The PM has not publicly reneged on his position, but reportedly lacks the power to change the ruling without first altering the law – a move which would anger backbenchers keen on the rise.
The increase of £7,000 per year would also be backdated to May 8, the day after the general election.
“In December 2013 we reached a decision that, there should be a package of changes, including pension reform, ending resettlement payments and increasing MP’s pay to £74,000,” an IPSA spokesman told the Daily Telegraph.
“The pay rise was not implemented immediately. Any subsequent pay rise would be back-dated to 8 May 2015. IPSA was created by law to determine MPs’ pay independent of parliament and government.”

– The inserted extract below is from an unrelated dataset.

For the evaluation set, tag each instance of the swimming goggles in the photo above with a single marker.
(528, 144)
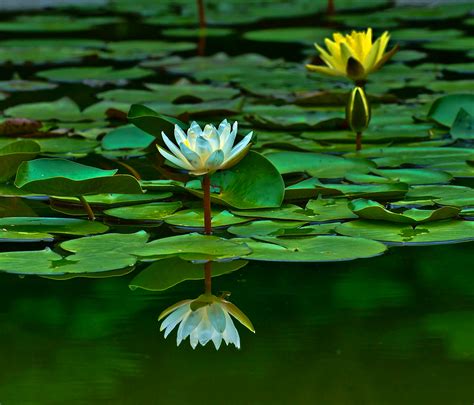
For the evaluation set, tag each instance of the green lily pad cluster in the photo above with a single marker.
(82, 116)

IPSA also reported that in the run up to the election a number of MPs bought substantial amounts of IT equipment on their taxpayer-funded expenses.
Sixty MPs ordered equipment – including iPhones, iPads and personal computers – worth over £70,000 and claimed back the expenses just six months before the election deadline.

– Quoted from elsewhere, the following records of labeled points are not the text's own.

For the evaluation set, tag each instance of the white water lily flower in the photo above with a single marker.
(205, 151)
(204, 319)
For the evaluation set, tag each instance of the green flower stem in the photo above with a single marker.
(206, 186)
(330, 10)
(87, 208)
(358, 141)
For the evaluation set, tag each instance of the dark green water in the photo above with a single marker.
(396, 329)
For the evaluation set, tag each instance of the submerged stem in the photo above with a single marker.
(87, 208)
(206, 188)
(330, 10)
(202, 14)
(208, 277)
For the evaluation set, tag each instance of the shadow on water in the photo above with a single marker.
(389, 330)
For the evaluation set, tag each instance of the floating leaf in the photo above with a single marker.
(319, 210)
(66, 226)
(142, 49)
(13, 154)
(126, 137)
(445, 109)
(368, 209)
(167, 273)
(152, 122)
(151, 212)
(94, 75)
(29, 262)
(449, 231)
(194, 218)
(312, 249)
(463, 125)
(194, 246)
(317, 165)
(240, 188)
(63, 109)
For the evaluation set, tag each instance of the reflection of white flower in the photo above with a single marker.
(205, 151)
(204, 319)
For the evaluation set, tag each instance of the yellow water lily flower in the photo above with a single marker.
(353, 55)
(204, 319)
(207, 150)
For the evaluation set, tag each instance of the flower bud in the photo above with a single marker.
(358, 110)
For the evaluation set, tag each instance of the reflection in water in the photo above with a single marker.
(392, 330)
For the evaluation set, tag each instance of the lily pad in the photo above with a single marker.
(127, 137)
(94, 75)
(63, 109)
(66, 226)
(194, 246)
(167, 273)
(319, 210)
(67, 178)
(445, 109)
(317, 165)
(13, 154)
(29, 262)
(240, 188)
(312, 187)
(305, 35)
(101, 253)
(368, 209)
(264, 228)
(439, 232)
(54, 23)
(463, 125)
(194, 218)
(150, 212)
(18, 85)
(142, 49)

The watchdog was concerned enough to write to them asking for assurances the equipment would be used for their work in parliament.
Some MPs responded by saying they took exception to the request.
“Having looked into these claims, we are satisfied that they are within the rules,” a spokesman for the watchdog said.
“This covers purchases made during September 2014, as the restrictions on capital purchases began on 30 September 2014.
“The total value of the purchases for all MPs in September amounts to £71,216.48. We have issued guidance to MPs that they should transfer these items to a successor, another MP or donate the equipment to charity.”
IPSA has no authority to ensure that the equipment is given to charity.